Leoncio, un vegeño nato, me contó por primera vez hace cinco años sobre esta edificación que guarda un mesurado estilo del siglo XIX, sin ostentaciones decorativas, pero con un altar dorado ante un amplio y ventilado salón de bancas de madera brillosas, paredones blancos y ventanales de fierro bajo un balconcillo donde se posiciona el coro y se llega al campanario. Se trata, pues, de un sitio limpio, bien mantenido por los vecinos Dolores García Chinchay y Elmer Flores Quinde.

Panorama

Desde el segundo piso de la iglesia, donde se sitúa el campanario viejo, se observa el paisaje que describo a continuación: unos niños lampean y limpian la calle junto a la plazoleta con grietas tan antiguas que por allí salen bichitos de colores y plantitas mínimas, el aire corre fresco, sin señal de neblina, y al fondo en esos cerros, a unos 8 kilómetros hacia al sur, corresponde ya a tierras ecuatorianas, precisamente a la zona de Tacamoros, cantón Sozoranga, pasando el río Calvas. Si miras al norte, la vista juega entre las montañas que inician los bosques y páramos de Sícchez y Ayabaca, y allí, como líneas imprecisas y verticales, aparecen enormes caídas de agua que solo unos pocos conocen.
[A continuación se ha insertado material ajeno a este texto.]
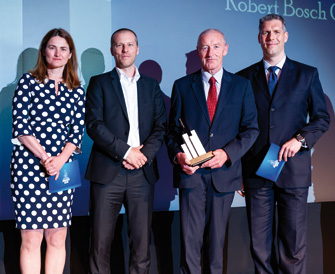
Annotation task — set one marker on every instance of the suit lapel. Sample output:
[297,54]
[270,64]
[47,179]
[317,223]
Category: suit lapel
[119,93]
[284,79]
[199,93]
[259,77]
[226,88]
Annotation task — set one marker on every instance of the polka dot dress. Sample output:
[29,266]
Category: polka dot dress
[53,120]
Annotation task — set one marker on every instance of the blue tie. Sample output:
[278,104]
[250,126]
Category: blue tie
[272,79]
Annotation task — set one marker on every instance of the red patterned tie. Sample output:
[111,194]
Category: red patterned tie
[212,99]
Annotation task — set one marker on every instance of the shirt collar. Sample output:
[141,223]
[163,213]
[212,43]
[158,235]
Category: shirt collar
[279,65]
[206,76]
[124,77]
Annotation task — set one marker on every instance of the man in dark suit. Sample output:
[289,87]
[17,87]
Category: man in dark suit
[229,129]
[292,113]
[126,120]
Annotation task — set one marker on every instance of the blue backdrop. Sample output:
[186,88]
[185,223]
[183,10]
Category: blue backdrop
[167,32]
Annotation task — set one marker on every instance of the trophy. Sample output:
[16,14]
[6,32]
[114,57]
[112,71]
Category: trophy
[193,147]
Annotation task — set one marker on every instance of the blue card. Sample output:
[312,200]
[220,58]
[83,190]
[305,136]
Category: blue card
[69,177]
[270,168]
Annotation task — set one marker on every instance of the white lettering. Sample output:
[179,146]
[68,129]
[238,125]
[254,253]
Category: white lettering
[322,12]
[290,10]
[244,6]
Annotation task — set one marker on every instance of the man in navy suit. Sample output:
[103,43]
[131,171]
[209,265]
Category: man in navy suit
[126,120]
[206,192]
[292,113]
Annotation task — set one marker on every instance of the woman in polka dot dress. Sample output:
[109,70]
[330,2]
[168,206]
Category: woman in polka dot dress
[48,126]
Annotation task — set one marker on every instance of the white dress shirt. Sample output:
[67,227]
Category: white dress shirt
[205,80]
[278,71]
[129,89]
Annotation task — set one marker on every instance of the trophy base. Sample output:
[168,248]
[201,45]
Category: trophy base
[202,158]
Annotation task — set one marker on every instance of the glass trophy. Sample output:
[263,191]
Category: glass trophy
[193,147]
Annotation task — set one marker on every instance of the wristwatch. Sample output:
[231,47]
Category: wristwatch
[301,139]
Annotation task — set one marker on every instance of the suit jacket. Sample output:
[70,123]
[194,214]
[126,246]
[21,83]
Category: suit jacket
[108,126]
[234,127]
[298,94]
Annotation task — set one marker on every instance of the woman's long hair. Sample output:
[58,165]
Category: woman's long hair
[70,75]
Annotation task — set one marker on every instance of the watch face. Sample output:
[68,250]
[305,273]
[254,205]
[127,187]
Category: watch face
[300,138]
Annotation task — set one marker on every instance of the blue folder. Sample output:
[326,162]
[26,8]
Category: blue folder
[270,168]
[69,177]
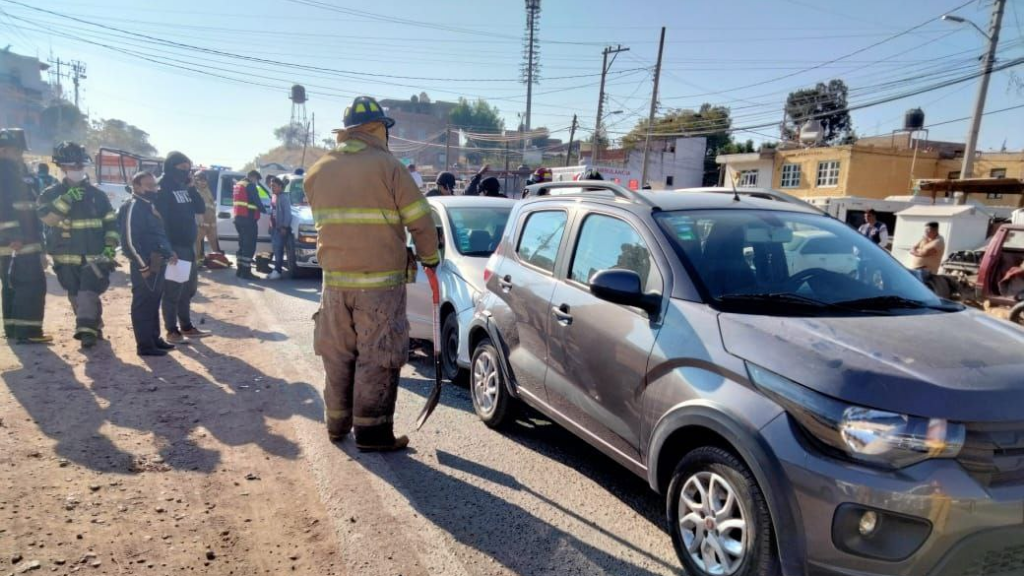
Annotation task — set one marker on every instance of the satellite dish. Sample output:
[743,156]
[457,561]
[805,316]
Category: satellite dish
[811,132]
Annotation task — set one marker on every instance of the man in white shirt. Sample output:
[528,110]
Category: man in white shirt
[416,176]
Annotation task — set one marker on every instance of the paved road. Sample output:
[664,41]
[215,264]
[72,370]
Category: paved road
[468,500]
Y al caer la tarde el 7 de mayo de 2019, el frío y neblina empieza a correr en estas lomas de la sierra fronteriza. El próximo 6 de julio, la iglesia con su Cruz Misionera cumplirá 100 años rodeada de fiestas, devociones y experiencias que se resisten a desaparecer. Por ahora, esta edificación histórica es administrada por una junta directiva presidida por José Morocho Abendaño, Leoncio Hermosa, Francisco Ramírez Jiménez y Ramos Chinchay García. Ellos trabajan en coordinación con los residentes vegeños en Lima, como Jorge Luis Guerrero Marchán, general en retiro de la Policía Nacional del Perú.

Al regresar, dejo a los vegueños en su cotidianeidad. Ellos me contaban que hay innumerables parajes escondidos en las montañas, más allá de los platanales y cafetales, más allá de las invernas y los últimos corrales de vacas, más allá de los aventureros caminos de los narcotraficantes, y que incluso más allá existen vestigios de edificaciones del Imperio Inca tapadas por la tierra, las plantas de los siglos y la indiferencia.